The system also provides a level of accountability, which can reduce misplacement and mishandling. At jobsites with multiple contractors, i-Safe can determine which company a piece of equipment belongs to. If something is left outside at a jobsite and exposed to the elements, it can be traced back to the person responsible for the equipment. This will prolong the life of the equipment and cut costs by reducing the number of harnesses, lanyards and lifelines that need to be replaced due to exposure or loss.
Tabak and Fecteau were also impressed with the system’s ease-of-use.
“It’s not cumbersome,” Tabak said. “It’s a very easy program to deal with.”
“I’ve been pretty impressed with the system. It’s very user-friendly,” Fecteau concurred. “For a guy like me, who’s not 100 percent computer savvy, I can get in there, work my way around and understand exactly what’s going on and know what I’m doing.”
Longevityi-Safe has already been improved from its initial software package. Version 2, which TIC-Canada’s input helped to shape, has customizable features based on feedback from companies that adopted the system when it was introduced. The software will evolve alongside products so the system won’t become outdated.

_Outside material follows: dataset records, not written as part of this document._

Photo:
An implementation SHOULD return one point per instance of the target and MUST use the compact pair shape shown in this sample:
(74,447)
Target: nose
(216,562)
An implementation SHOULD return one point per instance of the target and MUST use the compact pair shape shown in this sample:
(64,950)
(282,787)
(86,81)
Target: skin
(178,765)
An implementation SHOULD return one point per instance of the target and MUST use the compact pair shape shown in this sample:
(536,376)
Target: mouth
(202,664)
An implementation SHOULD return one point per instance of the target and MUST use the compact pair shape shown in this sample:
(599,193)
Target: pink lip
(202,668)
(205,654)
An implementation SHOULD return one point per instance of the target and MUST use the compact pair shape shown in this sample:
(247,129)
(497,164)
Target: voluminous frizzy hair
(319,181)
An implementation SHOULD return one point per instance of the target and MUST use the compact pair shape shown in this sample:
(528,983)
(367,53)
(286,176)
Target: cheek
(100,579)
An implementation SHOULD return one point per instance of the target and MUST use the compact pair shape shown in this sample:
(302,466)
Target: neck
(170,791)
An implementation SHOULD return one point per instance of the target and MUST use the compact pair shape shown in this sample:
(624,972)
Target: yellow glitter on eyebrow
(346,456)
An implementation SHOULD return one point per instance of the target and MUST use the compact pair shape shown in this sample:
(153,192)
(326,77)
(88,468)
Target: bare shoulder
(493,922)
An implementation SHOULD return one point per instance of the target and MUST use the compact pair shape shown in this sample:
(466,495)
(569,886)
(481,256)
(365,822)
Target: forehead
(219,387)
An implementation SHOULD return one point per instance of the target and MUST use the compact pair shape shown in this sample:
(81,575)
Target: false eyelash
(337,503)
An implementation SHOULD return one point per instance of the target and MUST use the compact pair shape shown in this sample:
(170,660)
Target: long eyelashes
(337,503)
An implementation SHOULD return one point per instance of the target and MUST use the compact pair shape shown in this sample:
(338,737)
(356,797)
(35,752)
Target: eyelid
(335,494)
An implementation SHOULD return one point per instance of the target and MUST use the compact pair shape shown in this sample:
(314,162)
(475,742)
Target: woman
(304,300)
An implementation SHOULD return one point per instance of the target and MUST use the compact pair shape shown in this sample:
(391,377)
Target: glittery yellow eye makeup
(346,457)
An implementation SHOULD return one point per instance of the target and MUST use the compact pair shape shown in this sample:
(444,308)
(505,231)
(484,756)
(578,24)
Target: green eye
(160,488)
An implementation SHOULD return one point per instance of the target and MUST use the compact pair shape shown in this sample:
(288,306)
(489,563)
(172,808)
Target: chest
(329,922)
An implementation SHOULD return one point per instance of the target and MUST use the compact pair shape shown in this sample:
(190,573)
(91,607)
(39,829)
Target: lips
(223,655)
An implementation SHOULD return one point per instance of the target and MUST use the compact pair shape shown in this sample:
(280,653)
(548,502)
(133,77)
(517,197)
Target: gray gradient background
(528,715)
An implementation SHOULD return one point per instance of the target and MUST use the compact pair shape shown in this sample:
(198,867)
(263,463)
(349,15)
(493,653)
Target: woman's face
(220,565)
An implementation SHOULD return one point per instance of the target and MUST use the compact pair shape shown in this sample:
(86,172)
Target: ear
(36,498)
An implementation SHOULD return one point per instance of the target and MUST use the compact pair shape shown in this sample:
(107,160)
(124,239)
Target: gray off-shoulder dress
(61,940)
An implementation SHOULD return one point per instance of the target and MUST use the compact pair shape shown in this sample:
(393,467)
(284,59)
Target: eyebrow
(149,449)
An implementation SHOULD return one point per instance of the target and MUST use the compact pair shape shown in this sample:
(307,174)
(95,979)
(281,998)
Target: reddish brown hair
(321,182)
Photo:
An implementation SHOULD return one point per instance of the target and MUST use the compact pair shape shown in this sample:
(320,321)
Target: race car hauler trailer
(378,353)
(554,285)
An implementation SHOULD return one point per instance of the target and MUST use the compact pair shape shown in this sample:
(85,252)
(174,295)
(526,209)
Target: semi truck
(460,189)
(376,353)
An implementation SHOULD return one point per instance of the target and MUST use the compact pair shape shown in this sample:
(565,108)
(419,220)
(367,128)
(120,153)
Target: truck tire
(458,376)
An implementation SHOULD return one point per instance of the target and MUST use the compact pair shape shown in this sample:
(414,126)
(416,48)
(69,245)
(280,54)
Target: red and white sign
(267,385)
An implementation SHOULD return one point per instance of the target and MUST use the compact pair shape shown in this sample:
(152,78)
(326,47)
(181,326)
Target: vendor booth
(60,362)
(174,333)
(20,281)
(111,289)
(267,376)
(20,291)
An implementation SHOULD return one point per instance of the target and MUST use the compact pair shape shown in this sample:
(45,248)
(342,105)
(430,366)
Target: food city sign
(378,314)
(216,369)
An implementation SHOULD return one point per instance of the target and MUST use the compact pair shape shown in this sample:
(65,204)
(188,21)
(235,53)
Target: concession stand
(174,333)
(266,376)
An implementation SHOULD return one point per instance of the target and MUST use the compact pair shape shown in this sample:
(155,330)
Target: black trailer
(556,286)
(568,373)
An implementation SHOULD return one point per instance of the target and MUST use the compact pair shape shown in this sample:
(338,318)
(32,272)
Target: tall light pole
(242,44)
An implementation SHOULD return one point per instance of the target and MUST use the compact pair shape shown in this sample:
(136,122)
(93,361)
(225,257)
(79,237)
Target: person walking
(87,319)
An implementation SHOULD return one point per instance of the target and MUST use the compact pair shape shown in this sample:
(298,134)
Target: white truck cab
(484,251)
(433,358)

The hardware was also designed with longevity in mind. The RFID tags have no battery and consequently do not need to be replaced. The tags are also resistant to dirt, grease and grime, unlike other tracking systems such as barcodes. The system features several other advantages over barcodes: they do not require a direct line of sight to scan and they can be read from greater distances. Spark hazards and interference are not a concern with the system because the RFID chips operate at a low energy level.
The long-term potential for i-Safe is extremely promising. Companies including TIC-Canada are looking at expanding RFID tracking to other pieces of equipment such as pressure gauges, which need to be constantly calibrated. Knowing where every piece of a company’s equipment is at any given time is not out of the realm of possibility 10 years down the line.
ConclusionWhen asked if they would have done anything differently in implementing the i-Safe system, Tabak replied, “We would have done it earlier.” TIC-Canada has been so impressed with the system, that when asked by vendors and other companies about it, they’ve invited them to come to TIC-Canada’s facilities to review it in person.
“We feel that other companies will appreciate the transparency the system provides,” Fecteau said. “The knowledge of where our equipment is and the status of it is extremely valuable.”
“It’s a product we believe in,” Tabak said. “If we didn’t believe in it we wouldn’t be using it.”